The branch target buffer mechanism in Intel Haswell CPUs can be used to leak ASLR memory addresses

A feature in Intel's Haswell CPUs can be abused to reliably defeat an anti-exploitation technology that exists in all major operating systems, researchers have found.

The technique, developed by three researchers from State University of New York at Binghamton and the University of California in Riverside, can be used to bypass address space layout randomization (ASLR) and was presented this week at the 49th annual IEEE/ACM International Symposium on Microarchitecture in Taipei.

ASLR is a security mechanism used by operating systems to randomize the memory addresses used by key areas of processes, so that attackers don't know where to inject their exploit shellcode.

ASLR is used to prevent memory corruption bugs, such as stack and heap overflows, from arbitrary code execution as opposed to crashes. Once such a vulnerability is exploited, the malicious code needs to be injected at a position in memory where the target process or the OS kernel itself will execute as part of normal operation.

In their paper, the three researchers show that the branch target buffer (BTB), a caching mechanism used by the CPU's branch target predictor, can be leveraged to leak ASLR addresses by triggering BTB collisions between different user processes or processes and the kernel. The branch prediction mechanism is used in modern CPUs to optimize performance.

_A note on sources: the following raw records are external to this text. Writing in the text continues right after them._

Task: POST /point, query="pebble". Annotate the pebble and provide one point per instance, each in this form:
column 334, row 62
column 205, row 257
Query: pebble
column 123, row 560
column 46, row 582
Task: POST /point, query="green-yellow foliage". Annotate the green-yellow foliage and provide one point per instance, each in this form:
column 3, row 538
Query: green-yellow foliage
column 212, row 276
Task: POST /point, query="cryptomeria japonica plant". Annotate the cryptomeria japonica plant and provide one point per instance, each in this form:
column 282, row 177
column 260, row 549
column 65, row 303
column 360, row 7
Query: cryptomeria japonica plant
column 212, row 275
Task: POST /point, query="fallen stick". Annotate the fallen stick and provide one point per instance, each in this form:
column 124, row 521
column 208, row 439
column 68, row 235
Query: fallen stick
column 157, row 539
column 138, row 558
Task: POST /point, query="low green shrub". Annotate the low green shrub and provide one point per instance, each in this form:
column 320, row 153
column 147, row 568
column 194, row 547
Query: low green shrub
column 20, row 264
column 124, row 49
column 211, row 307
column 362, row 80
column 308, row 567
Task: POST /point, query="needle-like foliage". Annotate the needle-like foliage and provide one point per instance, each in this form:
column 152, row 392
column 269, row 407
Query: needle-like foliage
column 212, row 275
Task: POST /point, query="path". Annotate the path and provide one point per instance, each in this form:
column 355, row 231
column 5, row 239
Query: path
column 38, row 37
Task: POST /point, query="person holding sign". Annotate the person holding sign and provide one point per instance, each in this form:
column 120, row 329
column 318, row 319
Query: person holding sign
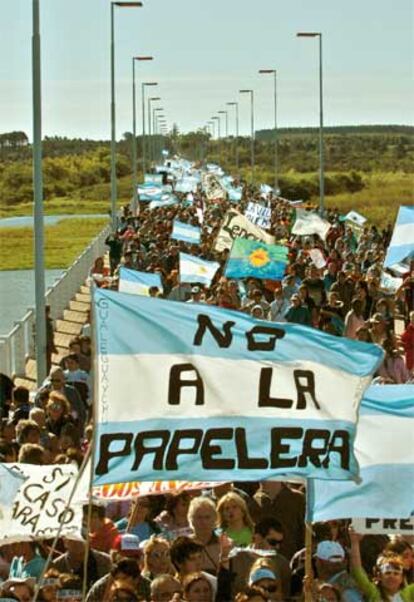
column 388, row 584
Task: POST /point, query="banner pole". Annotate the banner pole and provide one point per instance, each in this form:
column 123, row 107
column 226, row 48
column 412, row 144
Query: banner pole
column 57, row 536
column 93, row 440
column 308, row 561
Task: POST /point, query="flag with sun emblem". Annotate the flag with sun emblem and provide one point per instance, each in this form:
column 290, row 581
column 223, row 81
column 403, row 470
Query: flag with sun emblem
column 255, row 259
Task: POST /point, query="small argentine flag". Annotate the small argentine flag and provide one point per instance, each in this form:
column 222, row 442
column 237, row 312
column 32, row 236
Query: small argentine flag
column 138, row 283
column 194, row 269
column 186, row 233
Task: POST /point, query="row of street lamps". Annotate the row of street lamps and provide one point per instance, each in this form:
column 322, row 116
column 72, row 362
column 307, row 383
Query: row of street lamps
column 156, row 122
column 216, row 119
column 156, row 125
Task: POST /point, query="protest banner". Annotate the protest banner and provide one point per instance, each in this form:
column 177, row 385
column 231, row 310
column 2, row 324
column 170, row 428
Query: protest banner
column 258, row 214
column 186, row 232
column 383, row 526
column 385, row 453
column 133, row 489
column 308, row 222
column 153, row 178
column 37, row 509
column 194, row 269
column 402, row 241
column 138, row 283
column 235, row 225
column 188, row 391
column 150, row 192
column 254, row 259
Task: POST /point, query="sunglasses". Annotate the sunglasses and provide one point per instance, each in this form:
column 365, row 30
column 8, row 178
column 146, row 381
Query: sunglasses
column 271, row 589
column 275, row 543
column 55, row 406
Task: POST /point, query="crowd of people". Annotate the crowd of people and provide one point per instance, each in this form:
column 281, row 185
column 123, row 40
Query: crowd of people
column 235, row 541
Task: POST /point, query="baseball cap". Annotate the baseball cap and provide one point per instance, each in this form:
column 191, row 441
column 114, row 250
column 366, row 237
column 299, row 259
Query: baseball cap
column 262, row 573
column 332, row 551
column 127, row 544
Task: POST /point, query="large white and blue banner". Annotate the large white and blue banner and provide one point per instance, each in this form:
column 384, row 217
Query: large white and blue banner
column 402, row 241
column 385, row 451
column 186, row 232
column 190, row 391
column 138, row 283
column 194, row 269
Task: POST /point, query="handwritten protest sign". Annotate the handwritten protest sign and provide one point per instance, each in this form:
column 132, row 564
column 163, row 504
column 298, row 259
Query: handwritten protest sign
column 37, row 509
column 258, row 214
column 236, row 225
column 191, row 391
column 383, row 526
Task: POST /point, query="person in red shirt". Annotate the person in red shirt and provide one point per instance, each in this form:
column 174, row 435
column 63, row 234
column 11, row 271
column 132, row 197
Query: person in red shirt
column 407, row 340
column 102, row 530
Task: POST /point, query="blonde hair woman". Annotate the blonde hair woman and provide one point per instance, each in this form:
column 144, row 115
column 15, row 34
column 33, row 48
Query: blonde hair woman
column 234, row 519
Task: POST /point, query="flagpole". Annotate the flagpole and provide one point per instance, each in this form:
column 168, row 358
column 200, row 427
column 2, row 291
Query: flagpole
column 92, row 444
column 62, row 522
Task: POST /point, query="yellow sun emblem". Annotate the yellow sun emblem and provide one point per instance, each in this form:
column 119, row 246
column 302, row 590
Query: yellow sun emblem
column 259, row 257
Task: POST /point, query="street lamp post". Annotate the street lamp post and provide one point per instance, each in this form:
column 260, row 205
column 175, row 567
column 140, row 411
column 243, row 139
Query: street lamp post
column 252, row 128
column 276, row 166
column 113, row 125
column 143, row 86
column 155, row 130
column 217, row 119
column 236, row 106
column 134, row 130
column 38, row 201
column 321, row 142
column 150, row 141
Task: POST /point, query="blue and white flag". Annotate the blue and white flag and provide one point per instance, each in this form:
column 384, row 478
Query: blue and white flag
column 194, row 269
column 309, row 222
column 258, row 214
column 138, row 283
column 356, row 218
column 186, row 232
column 189, row 390
column 153, row 178
column 150, row 192
column 167, row 200
column 385, row 452
column 402, row 241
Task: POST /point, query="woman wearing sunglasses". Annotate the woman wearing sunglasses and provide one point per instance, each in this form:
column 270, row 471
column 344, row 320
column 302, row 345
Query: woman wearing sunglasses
column 388, row 584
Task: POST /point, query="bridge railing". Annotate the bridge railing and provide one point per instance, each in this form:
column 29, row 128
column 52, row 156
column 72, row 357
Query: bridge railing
column 18, row 344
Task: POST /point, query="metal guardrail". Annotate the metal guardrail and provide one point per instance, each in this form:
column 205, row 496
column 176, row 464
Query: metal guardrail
column 18, row 344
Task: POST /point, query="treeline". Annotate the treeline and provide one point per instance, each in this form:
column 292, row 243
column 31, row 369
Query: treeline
column 78, row 168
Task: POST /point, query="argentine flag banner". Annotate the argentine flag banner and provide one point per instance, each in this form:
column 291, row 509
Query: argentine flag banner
column 138, row 283
column 255, row 259
column 194, row 269
column 402, row 240
column 150, row 192
column 186, row 232
column 196, row 392
column 385, row 452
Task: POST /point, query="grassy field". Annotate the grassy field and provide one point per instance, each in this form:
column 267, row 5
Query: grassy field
column 63, row 243
column 378, row 201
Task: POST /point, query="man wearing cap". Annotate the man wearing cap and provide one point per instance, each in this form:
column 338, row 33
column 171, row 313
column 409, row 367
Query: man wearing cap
column 125, row 555
column 330, row 565
column 195, row 295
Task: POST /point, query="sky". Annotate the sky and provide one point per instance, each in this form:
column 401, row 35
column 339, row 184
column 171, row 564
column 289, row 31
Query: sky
column 204, row 52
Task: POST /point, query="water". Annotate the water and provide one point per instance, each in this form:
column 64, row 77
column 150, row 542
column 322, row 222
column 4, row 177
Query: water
column 49, row 220
column 17, row 294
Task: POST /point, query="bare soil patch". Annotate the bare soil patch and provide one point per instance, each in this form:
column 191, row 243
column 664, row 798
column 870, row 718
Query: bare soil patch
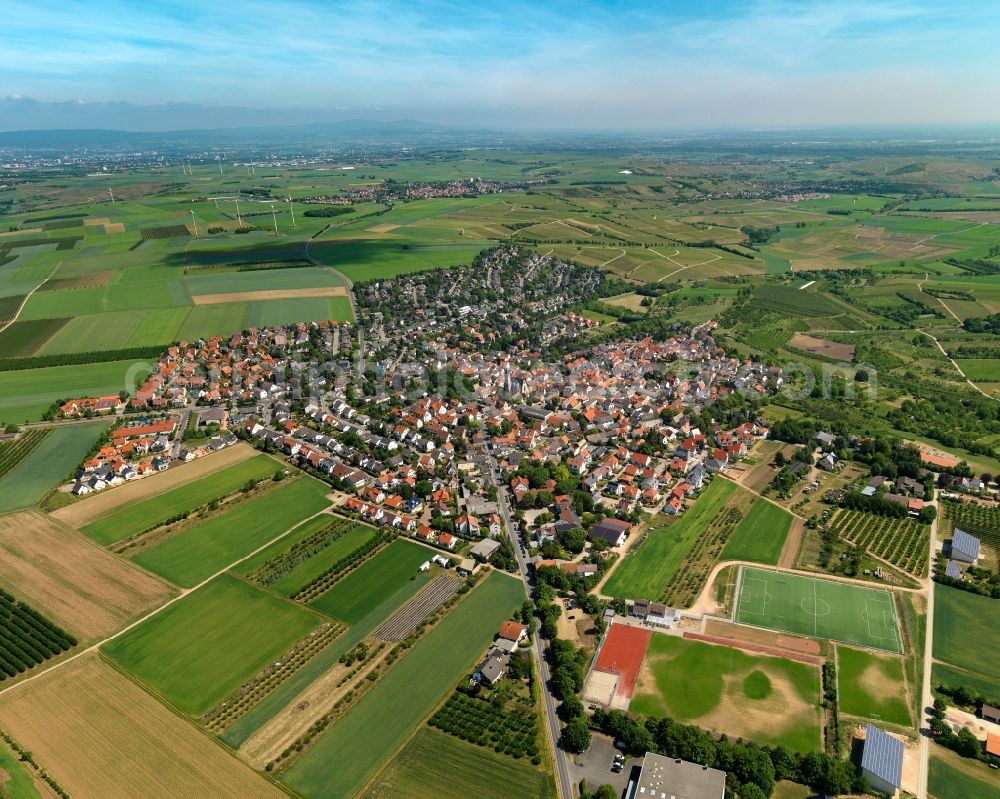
column 820, row 346
column 793, row 541
column 274, row 294
column 102, row 736
column 309, row 706
column 80, row 586
column 82, row 513
column 752, row 635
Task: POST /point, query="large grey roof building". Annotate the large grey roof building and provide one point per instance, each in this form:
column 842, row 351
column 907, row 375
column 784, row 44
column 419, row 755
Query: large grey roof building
column 666, row 777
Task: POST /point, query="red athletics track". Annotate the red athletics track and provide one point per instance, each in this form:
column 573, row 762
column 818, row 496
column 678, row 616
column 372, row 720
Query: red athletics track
column 622, row 654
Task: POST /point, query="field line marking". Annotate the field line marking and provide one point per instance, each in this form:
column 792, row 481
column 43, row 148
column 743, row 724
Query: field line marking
column 95, row 647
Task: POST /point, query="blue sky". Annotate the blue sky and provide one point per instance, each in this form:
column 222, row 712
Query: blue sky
column 584, row 64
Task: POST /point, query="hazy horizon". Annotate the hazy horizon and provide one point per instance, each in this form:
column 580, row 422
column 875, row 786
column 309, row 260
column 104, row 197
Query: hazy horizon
column 581, row 66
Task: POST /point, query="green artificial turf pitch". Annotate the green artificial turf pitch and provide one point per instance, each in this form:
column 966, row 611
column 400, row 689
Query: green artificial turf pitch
column 809, row 606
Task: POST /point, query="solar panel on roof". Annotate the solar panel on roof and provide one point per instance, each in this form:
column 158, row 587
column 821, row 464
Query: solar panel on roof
column 883, row 756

"The BTB stores target addresses of recently executed branch instructions, so that those addresses can be obtained directly from a BTB lookup to fetch instructions starting at the target in the next cycle," the researchers explain in their paper. "Since the BTB is shared by several applications executing on the same core, information leakage from one application to another through the BTB side-channel is possible."

The researchers demonstrated their BTB-based ASLR bypass on a computer equipped with an Intel Haswell microarchitecture CPU and running a recent Linux kernel (version 4.5). Their attack can reliably recover kernel ASLR using BTB collisions in around 60 milliseconds.

The research paper proposes both software and hardware-based mitigations that could prevent BTB-based side-channel attacks in the future or harden current ASLR implementations.

Attackers currently have other methods of bypassing ASLR, but they typically require finding additional memory leak vulnerabilities and chaining those together with the original memory corruption flaw. Due to software security improvements in recent years, most remote code execution attacks today require the use of chained exploits.

Intel didn't immediately respond to a request for comments.